Most of these books were written in languages other than English and I cannot vouch for the existence or quality of the English translations. (The first two books I requested from the library are not in its collection, suggesting that they might not have been translated.) Given the constraint of only 80 books, there are some obvious gaps. For instance, Korea and most of South America are not included. Of course, it they had been, something else would have to be deleted. At a minimum, it seems that replacing Stuart Little with a Mark Twain book would improve the list.
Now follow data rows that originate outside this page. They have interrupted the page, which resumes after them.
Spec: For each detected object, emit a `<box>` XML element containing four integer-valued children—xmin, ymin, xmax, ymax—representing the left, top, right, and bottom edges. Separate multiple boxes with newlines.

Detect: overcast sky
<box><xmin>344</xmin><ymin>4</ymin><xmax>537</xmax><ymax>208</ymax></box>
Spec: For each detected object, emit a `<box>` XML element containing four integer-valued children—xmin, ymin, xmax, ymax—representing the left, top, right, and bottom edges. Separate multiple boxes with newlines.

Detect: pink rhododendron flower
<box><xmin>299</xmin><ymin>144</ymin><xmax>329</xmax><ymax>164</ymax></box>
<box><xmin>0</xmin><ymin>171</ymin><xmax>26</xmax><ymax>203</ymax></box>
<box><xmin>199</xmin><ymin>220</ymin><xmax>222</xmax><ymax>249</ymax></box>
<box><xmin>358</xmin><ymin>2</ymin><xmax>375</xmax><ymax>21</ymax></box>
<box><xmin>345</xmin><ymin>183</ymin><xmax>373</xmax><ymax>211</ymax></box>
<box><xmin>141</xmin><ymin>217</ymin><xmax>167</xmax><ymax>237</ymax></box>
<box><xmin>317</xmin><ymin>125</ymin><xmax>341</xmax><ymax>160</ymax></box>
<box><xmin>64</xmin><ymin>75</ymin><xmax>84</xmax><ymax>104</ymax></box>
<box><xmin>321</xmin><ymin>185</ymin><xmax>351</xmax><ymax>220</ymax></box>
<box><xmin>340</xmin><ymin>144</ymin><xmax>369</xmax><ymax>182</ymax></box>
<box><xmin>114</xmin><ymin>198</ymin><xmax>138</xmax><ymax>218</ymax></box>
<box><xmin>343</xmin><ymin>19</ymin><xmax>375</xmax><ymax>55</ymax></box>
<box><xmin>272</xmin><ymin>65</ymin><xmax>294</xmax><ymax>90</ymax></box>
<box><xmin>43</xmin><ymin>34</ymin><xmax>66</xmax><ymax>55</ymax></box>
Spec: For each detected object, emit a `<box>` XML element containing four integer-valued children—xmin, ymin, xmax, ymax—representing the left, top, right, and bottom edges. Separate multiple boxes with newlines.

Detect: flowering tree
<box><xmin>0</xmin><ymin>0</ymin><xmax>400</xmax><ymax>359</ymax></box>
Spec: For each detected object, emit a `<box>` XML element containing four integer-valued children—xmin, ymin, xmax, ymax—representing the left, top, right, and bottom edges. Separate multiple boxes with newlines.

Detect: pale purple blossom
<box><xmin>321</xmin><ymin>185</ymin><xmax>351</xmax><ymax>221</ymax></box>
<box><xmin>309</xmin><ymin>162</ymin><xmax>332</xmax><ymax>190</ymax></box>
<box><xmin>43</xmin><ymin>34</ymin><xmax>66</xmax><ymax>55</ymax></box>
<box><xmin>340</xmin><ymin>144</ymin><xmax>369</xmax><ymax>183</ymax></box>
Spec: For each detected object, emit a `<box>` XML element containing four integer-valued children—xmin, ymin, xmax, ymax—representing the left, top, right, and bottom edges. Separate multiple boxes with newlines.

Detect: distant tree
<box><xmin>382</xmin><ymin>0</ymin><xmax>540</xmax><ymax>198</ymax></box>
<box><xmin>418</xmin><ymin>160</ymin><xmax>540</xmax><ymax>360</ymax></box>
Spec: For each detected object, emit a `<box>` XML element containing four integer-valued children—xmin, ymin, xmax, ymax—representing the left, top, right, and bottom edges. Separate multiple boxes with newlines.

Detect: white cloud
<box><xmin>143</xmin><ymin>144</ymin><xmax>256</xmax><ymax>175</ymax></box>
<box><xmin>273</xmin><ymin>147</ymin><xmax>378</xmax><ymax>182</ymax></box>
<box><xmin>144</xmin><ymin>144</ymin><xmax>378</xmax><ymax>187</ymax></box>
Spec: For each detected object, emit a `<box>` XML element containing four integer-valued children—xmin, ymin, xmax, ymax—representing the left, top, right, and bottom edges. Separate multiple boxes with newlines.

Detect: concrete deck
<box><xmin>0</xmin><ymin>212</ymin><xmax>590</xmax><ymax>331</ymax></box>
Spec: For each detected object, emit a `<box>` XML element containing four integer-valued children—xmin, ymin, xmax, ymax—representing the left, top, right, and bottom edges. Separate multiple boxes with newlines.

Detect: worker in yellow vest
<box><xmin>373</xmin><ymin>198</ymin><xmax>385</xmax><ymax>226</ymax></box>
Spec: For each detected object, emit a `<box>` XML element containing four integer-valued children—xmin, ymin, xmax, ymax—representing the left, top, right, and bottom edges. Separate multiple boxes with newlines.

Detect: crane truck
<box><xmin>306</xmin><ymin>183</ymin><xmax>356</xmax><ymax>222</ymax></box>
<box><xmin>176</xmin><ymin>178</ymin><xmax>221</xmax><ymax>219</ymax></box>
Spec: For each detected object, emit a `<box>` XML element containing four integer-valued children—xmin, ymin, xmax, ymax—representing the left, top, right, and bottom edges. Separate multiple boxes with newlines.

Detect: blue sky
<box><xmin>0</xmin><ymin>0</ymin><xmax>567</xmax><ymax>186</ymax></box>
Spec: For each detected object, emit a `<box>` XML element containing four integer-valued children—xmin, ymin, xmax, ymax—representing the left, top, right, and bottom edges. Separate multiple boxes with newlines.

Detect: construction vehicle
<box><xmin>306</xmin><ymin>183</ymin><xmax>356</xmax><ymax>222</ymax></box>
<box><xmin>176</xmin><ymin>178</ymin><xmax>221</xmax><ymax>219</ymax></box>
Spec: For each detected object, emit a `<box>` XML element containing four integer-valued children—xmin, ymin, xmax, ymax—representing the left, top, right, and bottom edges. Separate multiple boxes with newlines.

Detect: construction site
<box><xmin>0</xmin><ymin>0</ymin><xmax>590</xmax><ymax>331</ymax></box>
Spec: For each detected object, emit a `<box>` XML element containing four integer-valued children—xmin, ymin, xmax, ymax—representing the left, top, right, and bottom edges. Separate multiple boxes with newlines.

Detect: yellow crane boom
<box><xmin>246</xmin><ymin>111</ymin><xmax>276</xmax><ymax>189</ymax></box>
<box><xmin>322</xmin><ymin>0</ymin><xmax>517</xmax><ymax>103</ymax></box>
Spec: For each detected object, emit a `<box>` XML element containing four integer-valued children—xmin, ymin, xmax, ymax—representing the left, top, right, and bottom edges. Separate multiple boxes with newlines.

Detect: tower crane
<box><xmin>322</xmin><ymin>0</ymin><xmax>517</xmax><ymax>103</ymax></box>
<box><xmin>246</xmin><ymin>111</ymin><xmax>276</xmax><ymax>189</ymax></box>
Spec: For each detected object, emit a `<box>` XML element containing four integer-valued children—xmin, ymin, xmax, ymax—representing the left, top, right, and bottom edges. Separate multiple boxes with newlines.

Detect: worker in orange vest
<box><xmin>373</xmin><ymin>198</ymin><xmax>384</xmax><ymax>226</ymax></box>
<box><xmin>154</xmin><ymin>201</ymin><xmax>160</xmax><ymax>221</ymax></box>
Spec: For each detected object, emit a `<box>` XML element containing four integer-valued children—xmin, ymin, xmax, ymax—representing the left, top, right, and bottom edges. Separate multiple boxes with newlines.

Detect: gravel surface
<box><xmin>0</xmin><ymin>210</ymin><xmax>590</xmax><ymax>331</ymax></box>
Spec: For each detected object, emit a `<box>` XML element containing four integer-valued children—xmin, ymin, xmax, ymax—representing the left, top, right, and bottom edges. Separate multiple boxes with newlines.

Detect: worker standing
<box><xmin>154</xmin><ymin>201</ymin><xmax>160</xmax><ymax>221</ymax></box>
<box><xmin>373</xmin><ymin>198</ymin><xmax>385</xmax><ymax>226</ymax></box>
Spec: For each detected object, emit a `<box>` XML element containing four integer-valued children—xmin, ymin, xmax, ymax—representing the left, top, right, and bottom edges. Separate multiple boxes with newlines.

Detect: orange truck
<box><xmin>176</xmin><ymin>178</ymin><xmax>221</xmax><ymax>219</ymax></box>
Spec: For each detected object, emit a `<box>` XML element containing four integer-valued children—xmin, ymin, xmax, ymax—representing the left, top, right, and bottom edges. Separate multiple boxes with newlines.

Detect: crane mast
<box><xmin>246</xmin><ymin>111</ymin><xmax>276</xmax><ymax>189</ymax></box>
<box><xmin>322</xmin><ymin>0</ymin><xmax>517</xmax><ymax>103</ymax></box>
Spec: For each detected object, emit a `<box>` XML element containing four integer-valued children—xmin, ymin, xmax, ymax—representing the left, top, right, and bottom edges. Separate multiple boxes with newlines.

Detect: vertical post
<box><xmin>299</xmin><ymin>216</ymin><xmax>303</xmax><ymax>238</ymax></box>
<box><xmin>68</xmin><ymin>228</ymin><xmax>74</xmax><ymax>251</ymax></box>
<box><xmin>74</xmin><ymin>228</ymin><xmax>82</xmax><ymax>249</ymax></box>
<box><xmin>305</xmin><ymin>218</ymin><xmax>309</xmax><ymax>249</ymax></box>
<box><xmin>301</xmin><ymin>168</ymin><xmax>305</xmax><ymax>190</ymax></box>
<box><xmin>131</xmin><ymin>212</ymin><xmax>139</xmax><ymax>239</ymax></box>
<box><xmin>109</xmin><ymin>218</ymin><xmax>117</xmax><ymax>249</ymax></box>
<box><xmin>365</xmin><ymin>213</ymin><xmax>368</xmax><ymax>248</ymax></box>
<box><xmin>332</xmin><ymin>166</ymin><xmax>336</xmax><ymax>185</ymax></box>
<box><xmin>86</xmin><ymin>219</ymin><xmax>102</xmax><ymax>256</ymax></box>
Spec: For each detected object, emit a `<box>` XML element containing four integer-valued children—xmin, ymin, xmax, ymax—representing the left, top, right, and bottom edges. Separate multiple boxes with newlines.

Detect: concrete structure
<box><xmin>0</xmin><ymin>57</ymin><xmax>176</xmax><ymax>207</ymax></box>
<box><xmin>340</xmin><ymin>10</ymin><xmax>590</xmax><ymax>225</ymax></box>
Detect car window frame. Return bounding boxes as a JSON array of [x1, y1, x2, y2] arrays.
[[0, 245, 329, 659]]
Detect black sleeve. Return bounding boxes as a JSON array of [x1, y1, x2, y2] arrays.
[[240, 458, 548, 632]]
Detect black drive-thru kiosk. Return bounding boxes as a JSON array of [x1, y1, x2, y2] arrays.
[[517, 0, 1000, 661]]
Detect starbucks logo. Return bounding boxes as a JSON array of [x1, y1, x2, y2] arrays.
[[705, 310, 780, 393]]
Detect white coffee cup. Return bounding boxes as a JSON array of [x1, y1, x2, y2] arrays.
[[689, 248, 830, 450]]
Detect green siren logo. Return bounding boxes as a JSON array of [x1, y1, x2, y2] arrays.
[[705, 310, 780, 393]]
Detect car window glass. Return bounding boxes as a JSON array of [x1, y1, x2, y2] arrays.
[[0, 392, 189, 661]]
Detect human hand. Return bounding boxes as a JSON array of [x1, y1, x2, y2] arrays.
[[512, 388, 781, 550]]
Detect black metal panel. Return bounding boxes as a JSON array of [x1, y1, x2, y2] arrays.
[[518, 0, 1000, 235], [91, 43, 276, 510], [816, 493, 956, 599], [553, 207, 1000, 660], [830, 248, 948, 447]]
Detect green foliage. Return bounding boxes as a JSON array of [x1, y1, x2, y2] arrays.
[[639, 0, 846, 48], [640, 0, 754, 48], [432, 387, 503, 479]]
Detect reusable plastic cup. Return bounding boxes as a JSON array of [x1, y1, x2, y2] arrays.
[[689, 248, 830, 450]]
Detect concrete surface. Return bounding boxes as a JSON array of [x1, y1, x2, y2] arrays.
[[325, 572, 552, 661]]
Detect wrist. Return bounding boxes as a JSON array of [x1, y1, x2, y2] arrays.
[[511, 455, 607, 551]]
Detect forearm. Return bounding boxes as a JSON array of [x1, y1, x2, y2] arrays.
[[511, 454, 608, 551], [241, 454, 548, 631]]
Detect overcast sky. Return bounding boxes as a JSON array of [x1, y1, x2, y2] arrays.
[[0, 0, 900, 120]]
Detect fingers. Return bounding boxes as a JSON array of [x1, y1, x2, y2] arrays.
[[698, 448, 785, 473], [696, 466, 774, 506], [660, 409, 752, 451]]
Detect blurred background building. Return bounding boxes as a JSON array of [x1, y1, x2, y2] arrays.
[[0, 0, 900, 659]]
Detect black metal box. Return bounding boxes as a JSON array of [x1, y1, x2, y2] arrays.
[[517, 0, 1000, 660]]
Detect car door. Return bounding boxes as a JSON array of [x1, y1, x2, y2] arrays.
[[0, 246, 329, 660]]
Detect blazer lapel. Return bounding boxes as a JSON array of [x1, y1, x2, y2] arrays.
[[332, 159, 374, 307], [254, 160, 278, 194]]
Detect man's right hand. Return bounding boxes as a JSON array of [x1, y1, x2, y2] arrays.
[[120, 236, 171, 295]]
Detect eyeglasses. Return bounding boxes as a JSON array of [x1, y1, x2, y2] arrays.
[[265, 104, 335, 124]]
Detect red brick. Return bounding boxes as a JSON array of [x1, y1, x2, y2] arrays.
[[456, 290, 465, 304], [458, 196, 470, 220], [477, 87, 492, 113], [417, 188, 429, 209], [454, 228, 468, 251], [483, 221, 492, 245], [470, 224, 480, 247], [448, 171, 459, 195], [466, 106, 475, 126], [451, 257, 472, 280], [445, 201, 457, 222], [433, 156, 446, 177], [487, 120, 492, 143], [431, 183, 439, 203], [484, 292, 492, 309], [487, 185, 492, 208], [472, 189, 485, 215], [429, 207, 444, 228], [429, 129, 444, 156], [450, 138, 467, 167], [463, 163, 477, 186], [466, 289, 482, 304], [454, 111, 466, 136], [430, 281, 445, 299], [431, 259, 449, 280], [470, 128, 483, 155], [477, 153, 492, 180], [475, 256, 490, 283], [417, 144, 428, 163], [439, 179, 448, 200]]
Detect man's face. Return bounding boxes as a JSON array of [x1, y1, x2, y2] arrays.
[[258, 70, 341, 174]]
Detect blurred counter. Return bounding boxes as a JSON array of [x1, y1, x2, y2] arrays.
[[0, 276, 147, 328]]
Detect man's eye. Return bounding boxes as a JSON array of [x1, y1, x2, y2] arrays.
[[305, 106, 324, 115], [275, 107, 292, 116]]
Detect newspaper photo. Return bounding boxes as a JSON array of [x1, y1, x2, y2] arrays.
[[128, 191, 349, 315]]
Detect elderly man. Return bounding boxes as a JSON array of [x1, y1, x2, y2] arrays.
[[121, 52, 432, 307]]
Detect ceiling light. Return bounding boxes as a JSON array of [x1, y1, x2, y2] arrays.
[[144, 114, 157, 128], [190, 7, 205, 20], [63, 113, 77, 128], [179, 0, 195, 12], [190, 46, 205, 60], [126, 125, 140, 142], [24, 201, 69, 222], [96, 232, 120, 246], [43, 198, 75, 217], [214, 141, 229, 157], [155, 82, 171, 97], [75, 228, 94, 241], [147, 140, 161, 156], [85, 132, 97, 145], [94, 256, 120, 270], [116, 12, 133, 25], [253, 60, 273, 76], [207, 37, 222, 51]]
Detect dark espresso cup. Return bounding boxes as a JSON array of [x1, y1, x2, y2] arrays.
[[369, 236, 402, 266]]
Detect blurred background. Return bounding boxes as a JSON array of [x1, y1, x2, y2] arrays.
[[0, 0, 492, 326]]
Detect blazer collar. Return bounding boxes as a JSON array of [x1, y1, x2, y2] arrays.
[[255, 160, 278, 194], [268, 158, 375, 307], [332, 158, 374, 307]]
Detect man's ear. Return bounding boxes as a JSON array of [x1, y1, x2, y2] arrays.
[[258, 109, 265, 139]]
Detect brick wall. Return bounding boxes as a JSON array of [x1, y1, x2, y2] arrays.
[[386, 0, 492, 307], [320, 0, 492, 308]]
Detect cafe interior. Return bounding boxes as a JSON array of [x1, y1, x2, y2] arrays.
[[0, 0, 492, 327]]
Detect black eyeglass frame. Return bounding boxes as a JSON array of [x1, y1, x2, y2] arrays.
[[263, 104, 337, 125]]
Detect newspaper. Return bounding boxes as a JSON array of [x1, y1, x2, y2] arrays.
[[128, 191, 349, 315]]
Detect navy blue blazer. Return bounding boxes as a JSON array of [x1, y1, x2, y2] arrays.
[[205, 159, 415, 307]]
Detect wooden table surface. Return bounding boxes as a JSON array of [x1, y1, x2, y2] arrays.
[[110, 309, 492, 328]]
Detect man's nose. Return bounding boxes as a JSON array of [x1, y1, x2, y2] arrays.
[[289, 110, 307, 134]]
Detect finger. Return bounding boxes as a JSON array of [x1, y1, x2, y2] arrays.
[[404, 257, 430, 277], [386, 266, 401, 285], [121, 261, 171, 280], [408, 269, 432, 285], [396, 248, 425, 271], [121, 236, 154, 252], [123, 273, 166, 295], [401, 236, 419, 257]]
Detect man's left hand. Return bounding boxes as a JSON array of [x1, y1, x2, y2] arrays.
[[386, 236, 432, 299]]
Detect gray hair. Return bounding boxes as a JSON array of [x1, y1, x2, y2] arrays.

I just ordered The secret life of Saeed: the Pessoptimist from the library because I love the “word” “Pessoptimist.” The summary from the library website states that Saeed’s “life is lived in constant fear, yet he is never without hope.” Despite knowing nothing else about the book or the word, that’s about what I would guess the mashup word means.
For future reference, if you’re trying to write a 1,000-word blog post, letter, or anything else, and you want to do it fast, include a 500-word list. Please let me know about any of these books that you especially recommend, otherwise I’ll have to attack the list haphazardly, not that there’s anything wrong with that.
Merry Christmas
Thanks for this awesome list. Can I forward it on to reading friends?
Of course. It’s in the public domain now.